Same as above, but does not commit the merge result that happened from the pull.

git checkout branchname 
This switches your local repository from one branch to the branch called branchname.
git checkout commit-hash
This checks out the repo at a particular commit, which is very handy for debugging your code ( as in: “but it worked at this commit-hash…”)
git checkout -b newbranchname
This creates a new local branch from your current branch, and switches to it.
git merge branchname
This merges branchname into your current branch. If the merge goes well, the changes are automatically committed to your current branch.
git push origin newbranchname
This pushes your new branch that you created only on your local machine up to your origin repository.
git checkout -m 339c91e filename
If you do git fetch first, and then git branch -v on the remote branch you just fetched from to learn the hash of the latest commit, you can then run this command, which updates just a single file (filename) with the version that is in the commit hash.

Tidying Up

git clean -df
Removes untracked files from the working tree. SEE DOC
git rm --cached dirname/filename.ext
This command is used to remove a file from the git index. The scenario that I used it for was to remove a file from git that was being tracked, even though I had added the filename to the .gitignore list. I had first mistakenly added the file to the git index. I then realized that I did not want it tracked. So I added the file to the .gitignore list. But then it was still being tracked. So I had to run this command on the file.
git branch -D branchname
deletes that branch. Capital -D causes the branch to be deleted irrespective of its merged status.
git rebase -i HEAD~4
Squash the last 4 commits into one. When the 4 commits come up in the editor, change the bottom 3 (the 3 most recent) to ‘squash’. You’ll have a chance to edit the new single commit message in the next editor window. Then use “git push -f” to force push the single commit to the origin repo. SEE DOC

Looking Around

git diff
This diffs your local branch from its committed state. Useful to remember what you’ve changed.
git status
Among other things, this tells you what new files are not yet tracked.
git branch -v
Tells you what branch you are on, the hash of the last commit, and that commit’s message.
# commit just by USERNAME on October 3, 2019, printing only the commit message/subject
git log --oneline --after=10/02/2019 --until=10/03/2019 --author=MYUSERNAME --pretty="-%s"
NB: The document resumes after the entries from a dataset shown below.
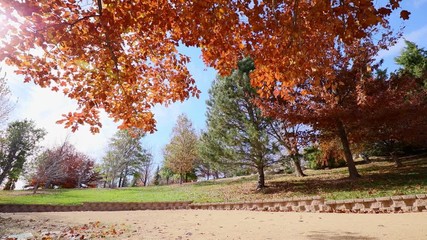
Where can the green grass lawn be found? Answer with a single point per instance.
(379, 178)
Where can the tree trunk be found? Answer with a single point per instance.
(9, 185)
(120, 181)
(352, 170)
(36, 187)
(297, 166)
(261, 178)
(5, 172)
(365, 158)
(47, 184)
(396, 159)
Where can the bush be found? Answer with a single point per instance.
(312, 156)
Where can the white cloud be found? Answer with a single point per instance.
(45, 107)
(418, 36)
(418, 3)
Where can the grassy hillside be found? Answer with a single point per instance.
(380, 178)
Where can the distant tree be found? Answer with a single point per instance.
(209, 164)
(236, 128)
(17, 144)
(180, 153)
(291, 137)
(157, 177)
(413, 60)
(125, 157)
(5, 104)
(166, 173)
(65, 167)
(123, 58)
(142, 170)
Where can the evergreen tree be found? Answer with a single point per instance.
(181, 153)
(236, 130)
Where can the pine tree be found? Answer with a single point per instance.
(236, 129)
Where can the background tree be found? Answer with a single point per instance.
(180, 153)
(5, 105)
(65, 167)
(17, 144)
(166, 173)
(125, 157)
(124, 58)
(235, 125)
(413, 61)
(157, 177)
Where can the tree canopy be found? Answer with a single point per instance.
(122, 57)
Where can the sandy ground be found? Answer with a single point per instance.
(204, 224)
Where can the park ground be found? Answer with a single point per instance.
(380, 178)
(211, 224)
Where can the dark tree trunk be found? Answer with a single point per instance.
(10, 185)
(5, 172)
(261, 178)
(120, 181)
(396, 159)
(365, 158)
(36, 187)
(297, 166)
(352, 170)
(47, 184)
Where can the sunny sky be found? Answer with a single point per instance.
(45, 107)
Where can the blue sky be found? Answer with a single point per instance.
(45, 107)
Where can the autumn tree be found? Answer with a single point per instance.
(63, 166)
(17, 143)
(123, 58)
(180, 153)
(236, 126)
(125, 157)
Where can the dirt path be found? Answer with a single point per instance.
(203, 224)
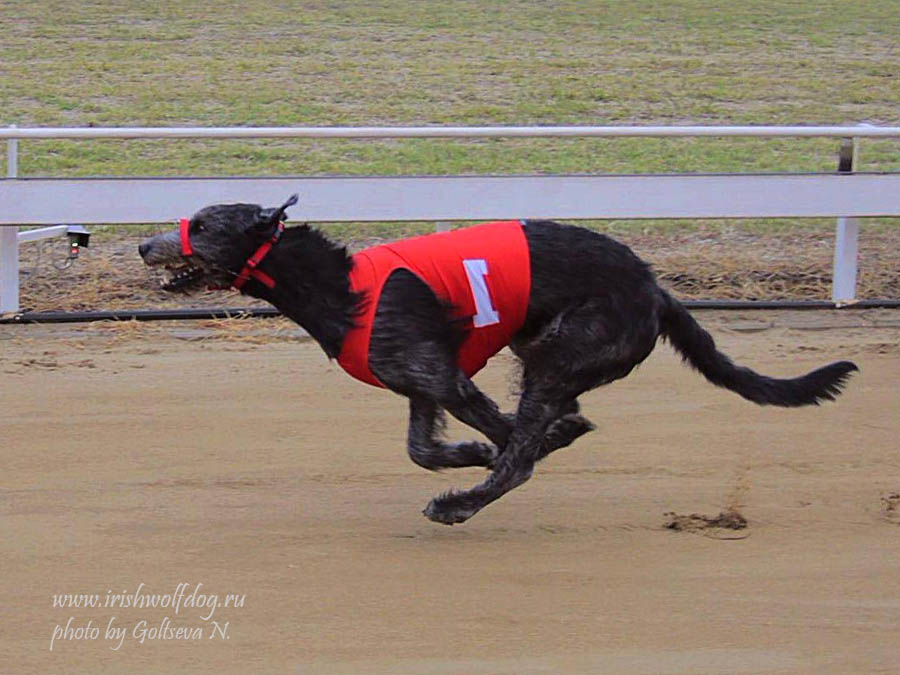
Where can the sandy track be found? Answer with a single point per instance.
(262, 470)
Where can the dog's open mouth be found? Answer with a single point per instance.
(182, 277)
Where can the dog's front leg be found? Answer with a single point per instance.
(426, 422)
(514, 466)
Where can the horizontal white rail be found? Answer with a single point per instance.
(862, 131)
(38, 201)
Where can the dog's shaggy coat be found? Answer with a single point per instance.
(595, 312)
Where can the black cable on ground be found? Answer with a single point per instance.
(266, 312)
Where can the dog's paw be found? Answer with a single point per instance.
(449, 509)
(566, 429)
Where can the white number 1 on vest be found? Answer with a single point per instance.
(476, 271)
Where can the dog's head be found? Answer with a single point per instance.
(220, 240)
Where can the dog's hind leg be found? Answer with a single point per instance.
(580, 349)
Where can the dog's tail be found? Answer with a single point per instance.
(697, 348)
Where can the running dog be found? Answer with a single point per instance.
(421, 316)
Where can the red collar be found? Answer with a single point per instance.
(250, 268)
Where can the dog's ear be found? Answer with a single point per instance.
(268, 219)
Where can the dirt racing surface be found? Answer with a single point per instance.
(230, 501)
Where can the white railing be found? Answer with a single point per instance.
(845, 194)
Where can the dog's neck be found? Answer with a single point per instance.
(312, 285)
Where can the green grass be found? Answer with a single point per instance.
(394, 62)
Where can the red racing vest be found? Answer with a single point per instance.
(483, 272)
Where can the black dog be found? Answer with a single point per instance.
(594, 312)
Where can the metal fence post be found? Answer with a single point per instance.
(9, 242)
(846, 241)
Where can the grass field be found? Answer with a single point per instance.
(260, 63)
(397, 63)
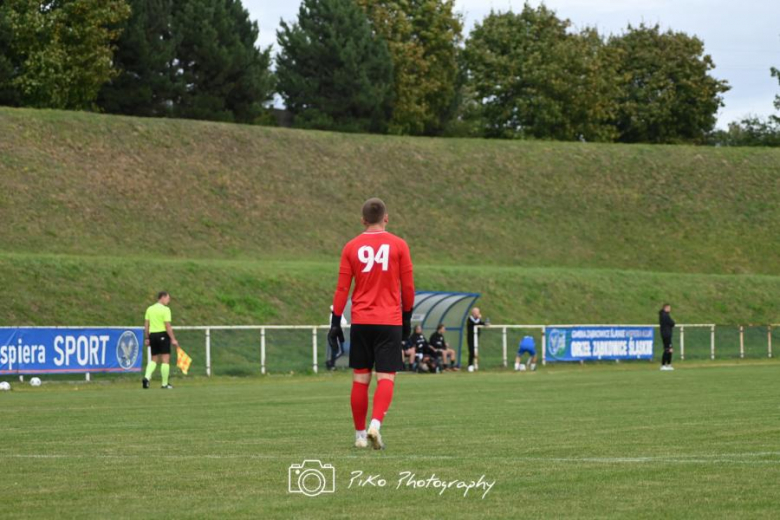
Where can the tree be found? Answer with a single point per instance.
(145, 53)
(751, 131)
(668, 94)
(60, 53)
(533, 78)
(219, 73)
(334, 73)
(424, 38)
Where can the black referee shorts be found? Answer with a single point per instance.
(376, 347)
(160, 343)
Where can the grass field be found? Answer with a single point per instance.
(622, 441)
(246, 223)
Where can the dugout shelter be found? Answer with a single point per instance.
(434, 307)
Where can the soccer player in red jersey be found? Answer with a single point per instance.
(382, 302)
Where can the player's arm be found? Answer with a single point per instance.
(340, 296)
(169, 330)
(407, 289)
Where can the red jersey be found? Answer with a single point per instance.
(381, 265)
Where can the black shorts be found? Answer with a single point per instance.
(160, 343)
(376, 347)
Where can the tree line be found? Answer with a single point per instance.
(397, 67)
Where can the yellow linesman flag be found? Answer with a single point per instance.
(183, 361)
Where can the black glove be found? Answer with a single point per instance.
(335, 332)
(407, 325)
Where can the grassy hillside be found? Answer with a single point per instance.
(245, 224)
(91, 184)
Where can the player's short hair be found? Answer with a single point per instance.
(374, 210)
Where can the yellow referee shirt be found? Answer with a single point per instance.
(157, 315)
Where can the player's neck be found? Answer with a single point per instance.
(375, 228)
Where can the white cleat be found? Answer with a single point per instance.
(376, 439)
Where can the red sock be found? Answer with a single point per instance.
(382, 398)
(359, 404)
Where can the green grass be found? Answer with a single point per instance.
(594, 442)
(245, 224)
(82, 290)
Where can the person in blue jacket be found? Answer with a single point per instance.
(527, 345)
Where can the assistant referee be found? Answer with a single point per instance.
(158, 334)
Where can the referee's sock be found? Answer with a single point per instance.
(382, 399)
(359, 400)
(150, 368)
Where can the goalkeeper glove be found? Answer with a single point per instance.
(407, 325)
(335, 333)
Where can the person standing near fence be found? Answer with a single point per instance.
(382, 302)
(667, 324)
(158, 334)
(474, 320)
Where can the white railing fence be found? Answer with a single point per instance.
(692, 341)
(284, 349)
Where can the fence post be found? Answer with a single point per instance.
(769, 340)
(503, 343)
(712, 342)
(476, 348)
(741, 342)
(314, 347)
(262, 351)
(208, 352)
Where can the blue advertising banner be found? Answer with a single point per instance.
(70, 350)
(594, 343)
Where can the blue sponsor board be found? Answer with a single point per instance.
(595, 343)
(70, 350)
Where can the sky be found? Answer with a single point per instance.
(743, 37)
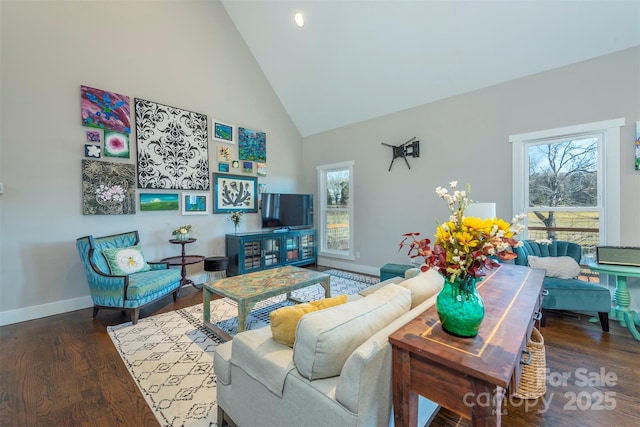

# commits since May 5, 2019
git log --oneline --since=05/05/2019
Get a nice clean list of commits selected by date

Publishing

git checkout-index -a -f --prefix=/full/path/to/new/directory/
This is what you use to export your repo to a new location. This command is very useful to deploy flat files from qa to prod, for example. It takes all of the files in the index (-a) and puts them into the new directory. -f is used to overwrite same-named files in the new directory with the new files coming in from the export. Be sure to put the slash at the end of your path. If you don’t, that ‘directory’ will become a prefix on all of your files. Also, don’t use the ~ shorthand for your home directory. Use your full path from root.
git checkout HEAD path/to/changes/
git pull --no-commit
You can also use git as a low tech way of fetching code from a repo into a production server. The above commands pull code from a repo into a file system without messing with commit history, or other files not in git in the filesystem.

The github team also maintains a similarly organized cheatsheat which you may find handy: this documentation put together by the github team.